Проснувшись, ясновельможный повелел согнать на майдан перед темницей любопытных, а когда ему угодливо доложили, что никого сгонять не надо, что людей и без того сошлась тьма-тьмущая, пан вельможный гетман наказать изволил — толпу разогнать, чтоб, случаем, Козака Мамая не отбили иль не выкрали, и уже кого-то там, каких-то зевак, что по первому приказу не отошли, на помосте под виселицей хорошенько в три берёзы отлупили…

Пан гетман, как всегда, прихорашивался перед выходом из опочивальни.

Цирюльник взбивал у него на темени пену, и не из гречневой муки, как на головах простых смертных, и не из мылких корешков перекати-поля, а из доброго марсельского мыла, и скрёб ему голову вокруг оселедца, схожего с конским хвостом на бунчуке гетманском, скрёб с усердием, ибо гетман Однокрыл всегда старался быть красивым и опрятным.

Он смотрелся в зеркало венецианского стекла и весьма сам себе нравился, особливо сбоку, в том повороте, в каком чеканили его профиль на монетах, оттого что и правда был-таки, не сглазить, видный собою шляхтич, и вставали перед ним, в том венецианском зерцале, два носа на лице. И делил он их на два, ибо, хотя и двоилось у него в глазах, на ощупь знал, что нос у него, как и у всех людей, один.

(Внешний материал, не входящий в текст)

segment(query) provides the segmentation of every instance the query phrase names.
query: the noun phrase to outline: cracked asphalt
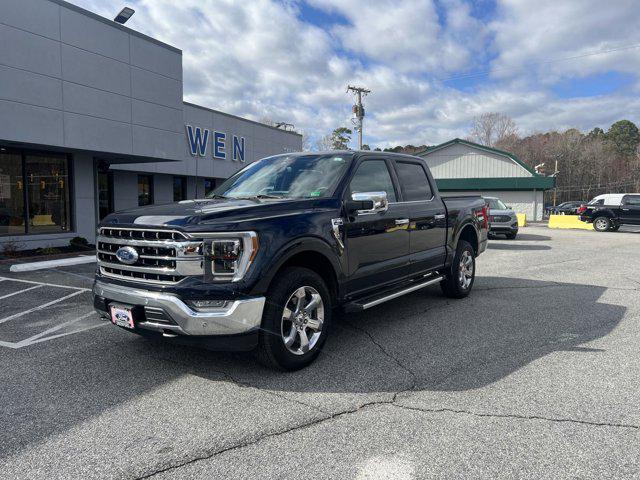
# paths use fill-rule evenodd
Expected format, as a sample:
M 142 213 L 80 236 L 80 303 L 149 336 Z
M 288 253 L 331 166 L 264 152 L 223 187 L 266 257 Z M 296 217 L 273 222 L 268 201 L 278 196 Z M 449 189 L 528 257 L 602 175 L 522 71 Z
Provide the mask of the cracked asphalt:
M 491 241 L 470 297 L 429 288 L 340 315 L 318 361 L 295 373 L 93 317 L 0 346 L 0 477 L 640 478 L 630 230 L 533 226 Z M 91 285 L 91 266 L 7 270 Z M 28 308 L 3 283 L 2 317 Z M 85 294 L 55 307 L 0 321 L 0 341 L 91 309 Z

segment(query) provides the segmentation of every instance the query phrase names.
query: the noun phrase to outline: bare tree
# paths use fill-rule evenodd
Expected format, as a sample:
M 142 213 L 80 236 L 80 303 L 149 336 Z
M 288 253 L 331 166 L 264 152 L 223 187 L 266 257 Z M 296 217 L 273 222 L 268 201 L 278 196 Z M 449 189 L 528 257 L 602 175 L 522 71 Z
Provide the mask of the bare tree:
M 311 139 L 309 135 L 305 131 L 300 131 L 300 135 L 302 135 L 302 151 L 308 152 L 311 150 Z
M 323 135 L 322 137 L 316 140 L 316 150 L 319 152 L 323 152 L 326 150 L 331 150 L 333 146 L 333 139 L 330 134 Z
M 490 112 L 474 117 L 469 139 L 487 147 L 494 147 L 517 135 L 518 127 L 511 117 Z

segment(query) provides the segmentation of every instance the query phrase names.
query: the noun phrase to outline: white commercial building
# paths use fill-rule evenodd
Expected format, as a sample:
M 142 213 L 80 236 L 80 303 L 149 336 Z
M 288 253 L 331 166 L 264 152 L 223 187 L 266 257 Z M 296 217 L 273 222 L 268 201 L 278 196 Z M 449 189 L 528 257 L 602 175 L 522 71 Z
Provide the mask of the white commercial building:
M 533 171 L 515 155 L 455 138 L 417 153 L 444 195 L 498 197 L 529 220 L 542 220 L 544 191 L 555 178 Z

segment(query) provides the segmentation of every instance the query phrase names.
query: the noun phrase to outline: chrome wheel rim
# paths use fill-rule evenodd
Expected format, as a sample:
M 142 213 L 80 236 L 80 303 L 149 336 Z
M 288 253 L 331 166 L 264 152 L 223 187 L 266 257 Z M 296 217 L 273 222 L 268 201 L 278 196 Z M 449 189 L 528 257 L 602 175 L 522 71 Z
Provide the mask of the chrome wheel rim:
M 471 285 L 473 280 L 473 256 L 468 250 L 462 252 L 460 265 L 458 267 L 458 283 L 463 290 Z
M 309 286 L 295 290 L 282 311 L 280 334 L 284 346 L 294 355 L 310 352 L 320 339 L 324 323 L 324 303 L 320 293 Z
M 605 228 L 607 228 L 607 221 L 599 218 L 598 220 L 596 220 L 596 228 L 599 230 L 604 230 Z

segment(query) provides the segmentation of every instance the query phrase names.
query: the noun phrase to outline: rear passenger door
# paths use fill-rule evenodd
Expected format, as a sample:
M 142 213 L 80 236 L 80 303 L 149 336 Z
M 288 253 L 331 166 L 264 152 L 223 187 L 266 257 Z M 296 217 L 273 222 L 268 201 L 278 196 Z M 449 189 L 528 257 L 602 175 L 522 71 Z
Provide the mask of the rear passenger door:
M 442 200 L 435 196 L 423 163 L 395 160 L 402 203 L 409 216 L 409 252 L 412 273 L 441 268 L 446 258 L 447 218 Z
M 390 164 L 385 159 L 365 159 L 357 166 L 345 192 L 387 192 L 384 212 L 359 213 L 344 224 L 348 258 L 347 291 L 358 296 L 409 275 L 409 220 L 398 203 Z
M 622 198 L 620 221 L 640 225 L 640 195 L 625 195 Z

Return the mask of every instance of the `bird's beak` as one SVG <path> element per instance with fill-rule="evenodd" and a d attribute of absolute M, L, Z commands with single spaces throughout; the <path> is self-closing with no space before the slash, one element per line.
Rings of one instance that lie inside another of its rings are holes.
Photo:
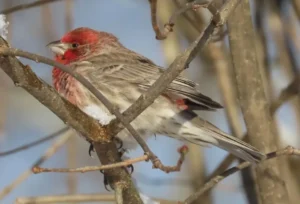
<path fill-rule="evenodd" d="M 69 44 L 57 40 L 49 43 L 46 47 L 50 48 L 50 50 L 57 55 L 63 55 L 66 50 L 69 49 Z"/>

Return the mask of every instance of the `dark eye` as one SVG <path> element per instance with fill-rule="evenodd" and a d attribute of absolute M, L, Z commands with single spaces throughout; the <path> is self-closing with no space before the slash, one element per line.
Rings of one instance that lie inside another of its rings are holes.
<path fill-rule="evenodd" d="M 78 43 L 72 43 L 72 48 L 77 48 L 78 47 Z"/>

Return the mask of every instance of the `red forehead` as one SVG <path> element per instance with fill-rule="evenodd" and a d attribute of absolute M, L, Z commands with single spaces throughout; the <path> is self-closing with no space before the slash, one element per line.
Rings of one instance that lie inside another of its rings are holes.
<path fill-rule="evenodd" d="M 64 43 L 79 43 L 90 44 L 99 40 L 99 32 L 90 28 L 77 28 L 67 34 L 65 34 L 61 42 Z"/>

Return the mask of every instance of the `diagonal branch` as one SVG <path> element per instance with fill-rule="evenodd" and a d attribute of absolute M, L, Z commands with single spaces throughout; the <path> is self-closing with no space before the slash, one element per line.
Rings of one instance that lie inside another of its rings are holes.
<path fill-rule="evenodd" d="M 269 159 L 273 159 L 276 157 L 280 157 L 280 156 L 285 156 L 285 155 L 297 155 L 300 156 L 300 149 L 295 149 L 294 147 L 288 146 L 284 149 L 275 151 L 275 152 L 271 152 L 269 154 L 267 154 L 267 158 L 265 160 L 269 160 Z M 262 161 L 264 162 L 264 161 Z M 226 171 L 224 171 L 222 174 L 217 175 L 215 177 L 213 177 L 212 179 L 210 179 L 210 181 L 208 181 L 202 188 L 200 188 L 196 193 L 192 194 L 191 196 L 189 196 L 185 201 L 184 204 L 190 204 L 192 203 L 194 200 L 196 200 L 199 196 L 201 196 L 203 193 L 207 192 L 208 190 L 210 190 L 212 187 L 214 187 L 216 184 L 218 184 L 220 181 L 222 181 L 224 178 L 238 172 L 241 171 L 247 167 L 251 166 L 250 162 L 243 162 L 235 167 L 232 167 Z"/>
<path fill-rule="evenodd" d="M 168 34 L 173 31 L 173 27 L 175 25 L 175 19 L 179 15 L 185 13 L 187 10 L 190 10 L 190 9 L 196 10 L 200 7 L 208 8 L 211 2 L 203 1 L 203 0 L 195 0 L 195 1 L 192 1 L 189 3 L 186 3 L 184 6 L 182 6 L 179 10 L 177 10 L 170 17 L 169 22 L 164 25 L 163 31 L 161 31 L 161 29 L 159 28 L 158 23 L 157 23 L 157 16 L 156 16 L 157 0 L 149 0 L 149 3 L 150 3 L 150 10 L 151 10 L 151 23 L 152 23 L 153 30 L 156 34 L 156 39 L 164 40 L 167 38 Z"/>
<path fill-rule="evenodd" d="M 26 149 L 29 149 L 31 147 L 34 147 L 36 145 L 39 145 L 43 142 L 46 142 L 48 140 L 51 140 L 55 137 L 57 137 L 58 135 L 66 132 L 67 130 L 69 129 L 69 127 L 64 127 L 63 129 L 61 130 L 58 130 L 54 133 L 52 133 L 51 135 L 48 135 L 46 137 L 43 137 L 42 139 L 39 139 L 37 141 L 34 141 L 34 142 L 31 142 L 29 144 L 26 144 L 26 145 L 22 145 L 20 147 L 17 147 L 17 148 L 14 148 L 14 149 L 11 149 L 11 150 L 8 150 L 6 152 L 0 152 L 0 157 L 3 157 L 3 156 L 7 156 L 7 155 L 10 155 L 10 154 L 14 154 L 14 153 L 17 153 L 17 152 L 20 152 L 20 151 L 23 151 L 23 150 L 26 150 Z"/>
<path fill-rule="evenodd" d="M 61 0 L 39 0 L 39 1 L 34 1 L 34 2 L 31 2 L 31 3 L 20 4 L 20 5 L 8 8 L 8 9 L 4 9 L 4 10 L 0 11 L 0 13 L 8 15 L 8 14 L 11 14 L 11 13 L 16 12 L 16 11 L 21 11 L 21 10 L 24 10 L 24 9 L 33 8 L 33 7 L 41 6 L 42 4 L 53 3 L 53 2 L 56 2 L 56 1 L 61 1 Z"/>

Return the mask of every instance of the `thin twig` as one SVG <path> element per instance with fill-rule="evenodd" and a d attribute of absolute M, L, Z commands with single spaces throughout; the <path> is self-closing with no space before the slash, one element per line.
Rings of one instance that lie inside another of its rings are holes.
<path fill-rule="evenodd" d="M 74 203 L 74 202 L 113 202 L 115 196 L 113 194 L 77 194 L 77 195 L 57 195 L 57 196 L 41 196 L 41 197 L 25 197 L 17 198 L 16 204 L 32 204 L 32 203 Z"/>
<path fill-rule="evenodd" d="M 7 156 L 7 155 L 10 155 L 10 154 L 14 154 L 14 153 L 29 149 L 31 147 L 34 147 L 36 145 L 39 145 L 43 142 L 46 142 L 48 140 L 51 140 L 51 139 L 59 136 L 60 134 L 66 132 L 68 129 L 69 129 L 69 127 L 64 127 L 63 129 L 58 130 L 57 132 L 54 132 L 51 135 L 43 137 L 42 139 L 39 139 L 37 141 L 31 142 L 31 143 L 26 144 L 26 145 L 22 145 L 20 147 L 17 147 L 17 148 L 14 148 L 14 149 L 11 149 L 11 150 L 8 150 L 8 151 L 5 151 L 5 152 L 0 152 L 0 157 Z"/>
<path fill-rule="evenodd" d="M 275 114 L 276 110 L 286 101 L 300 94 L 300 76 L 295 76 L 294 80 L 281 91 L 278 99 L 271 105 L 271 114 Z"/>
<path fill-rule="evenodd" d="M 11 14 L 11 13 L 16 12 L 16 11 L 21 11 L 21 10 L 24 10 L 24 9 L 33 8 L 33 7 L 41 6 L 43 4 L 53 3 L 53 2 L 56 2 L 56 1 L 61 1 L 61 0 L 40 0 L 40 1 L 34 1 L 34 2 L 31 2 L 31 3 L 20 4 L 20 5 L 8 8 L 8 9 L 4 9 L 4 10 L 0 11 L 0 13 L 8 15 L 8 14 Z"/>
<path fill-rule="evenodd" d="M 190 3 L 186 3 L 184 6 L 182 6 L 179 10 L 174 12 L 174 14 L 170 17 L 169 22 L 164 25 L 164 30 L 161 31 L 161 29 L 158 26 L 157 23 L 157 0 L 149 0 L 150 8 L 151 8 L 151 23 L 153 30 L 156 34 L 157 40 L 164 40 L 167 38 L 168 34 L 173 31 L 173 27 L 175 25 L 175 19 L 180 16 L 181 14 L 185 13 L 188 10 L 196 10 L 200 7 L 202 8 L 208 8 L 210 2 L 209 1 L 203 1 L 203 0 L 195 0 Z"/>
<path fill-rule="evenodd" d="M 123 162 L 118 162 L 114 164 L 107 164 L 107 165 L 101 165 L 101 166 L 86 166 L 81 168 L 41 168 L 38 166 L 35 166 L 32 168 L 33 173 L 45 173 L 45 172 L 59 172 L 59 173 L 70 173 L 70 172 L 80 172 L 85 173 L 89 171 L 99 171 L 99 170 L 105 170 L 105 169 L 111 169 L 111 168 L 117 168 L 117 167 L 126 167 L 130 164 L 134 164 L 141 161 L 148 160 L 149 157 L 147 155 L 143 155 L 134 159 L 128 159 Z"/>
<path fill-rule="evenodd" d="M 160 204 L 178 204 L 176 201 L 169 201 L 157 198 L 151 198 Z M 16 204 L 46 204 L 46 203 L 74 203 L 74 202 L 114 202 L 113 194 L 77 194 L 77 195 L 56 195 L 40 197 L 23 197 L 17 198 Z"/>
<path fill-rule="evenodd" d="M 300 156 L 300 150 L 299 149 L 295 149 L 294 147 L 288 146 L 284 149 L 278 150 L 278 151 L 274 151 L 271 152 L 269 154 L 267 154 L 266 159 L 265 160 L 269 160 L 269 159 L 273 159 L 279 156 L 284 156 L 284 155 L 297 155 Z M 264 162 L 264 161 L 262 161 Z M 212 178 L 210 181 L 208 181 L 202 188 L 198 189 L 197 192 L 195 192 L 194 194 L 190 195 L 183 203 L 184 204 L 190 204 L 192 203 L 194 200 L 196 200 L 199 196 L 201 196 L 203 193 L 207 192 L 208 190 L 210 190 L 212 187 L 214 187 L 217 183 L 219 183 L 220 181 L 222 181 L 224 178 L 238 172 L 241 171 L 247 167 L 249 167 L 251 165 L 250 162 L 243 162 L 235 167 L 232 167 L 226 171 L 224 171 L 222 174 L 215 176 L 214 178 Z"/>
<path fill-rule="evenodd" d="M 183 145 L 180 148 L 178 148 L 178 153 L 180 154 L 180 157 L 177 161 L 176 166 L 162 166 L 161 168 L 166 172 L 175 172 L 180 171 L 181 165 L 184 161 L 185 155 L 188 152 L 188 147 Z M 126 167 L 130 164 L 134 164 L 141 161 L 147 161 L 149 160 L 149 155 L 143 155 L 134 159 L 127 159 L 122 162 L 117 162 L 114 164 L 107 164 L 107 165 L 101 165 L 101 166 L 86 166 L 86 167 L 80 167 L 80 168 L 41 168 L 39 166 L 35 166 L 32 168 L 33 173 L 45 173 L 45 172 L 60 172 L 60 173 L 70 173 L 70 172 L 80 172 L 85 173 L 89 171 L 99 171 L 99 170 L 105 170 L 105 169 L 112 169 L 112 168 L 118 168 L 118 167 Z"/>
<path fill-rule="evenodd" d="M 32 167 L 39 166 L 54 155 L 60 147 L 62 147 L 70 137 L 74 136 L 74 132 L 69 131 L 65 135 L 58 138 L 46 151 L 45 153 L 32 165 Z M 18 185 L 20 185 L 25 179 L 27 179 L 32 174 L 31 169 L 22 173 L 17 179 L 15 179 L 10 185 L 6 186 L 0 192 L 0 200 L 7 196 L 12 190 L 14 190 Z"/>

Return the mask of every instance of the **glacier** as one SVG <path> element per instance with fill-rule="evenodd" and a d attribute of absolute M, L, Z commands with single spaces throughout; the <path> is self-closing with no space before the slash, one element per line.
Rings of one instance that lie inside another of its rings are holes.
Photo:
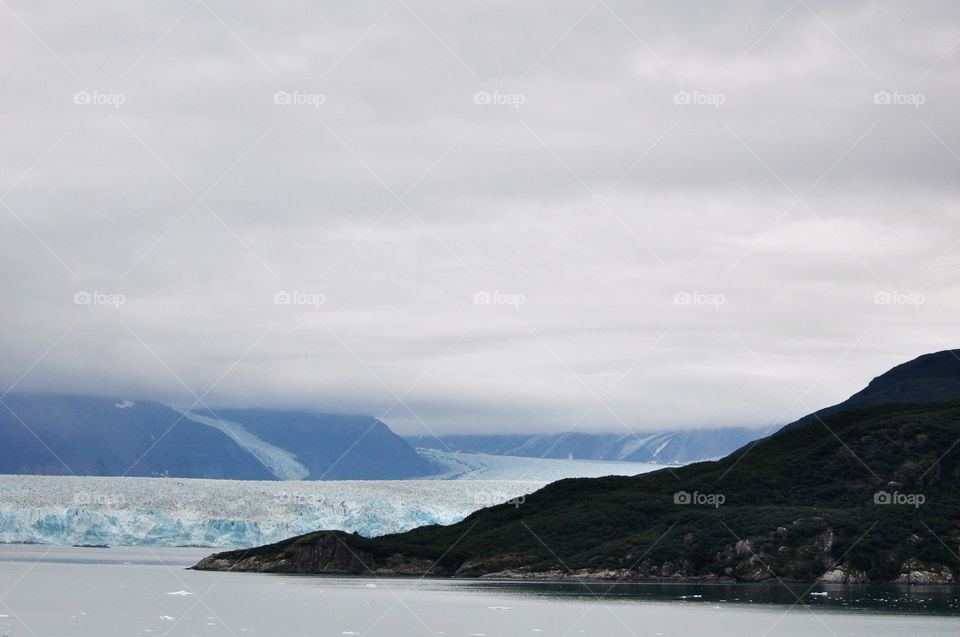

Виделось четыре глаза. И глаза делил на два. И всё прочее тоже делил.

Не делил только свои полтора уса, как и усы подлипал да преклонников, кои все тоже отрубили себе по усу (как нам уже с вами, читатель, известно), подлаживаясь к пану гетману, у которого усы и ногти почему-то не росли.

Подвластные ясновельможного гетмана Украины, те, кому крепко хотелось заслужить высокий чин, должность, денежки иль просто похвалу, во всём старались подражать своему властелину.

Если пана гетмана одолевал с простуды насморк и Однокрыл становился вдруг гнусавым, начинали говорить в нос и все подлипалы. Если гетман изволил шутить, всем подвластным надлежало смеяться.

Когда на какой-нибудь торжественной церемонии расстёгивались у гетмана крючок или пуговица, угодники расстёгивали и у себя.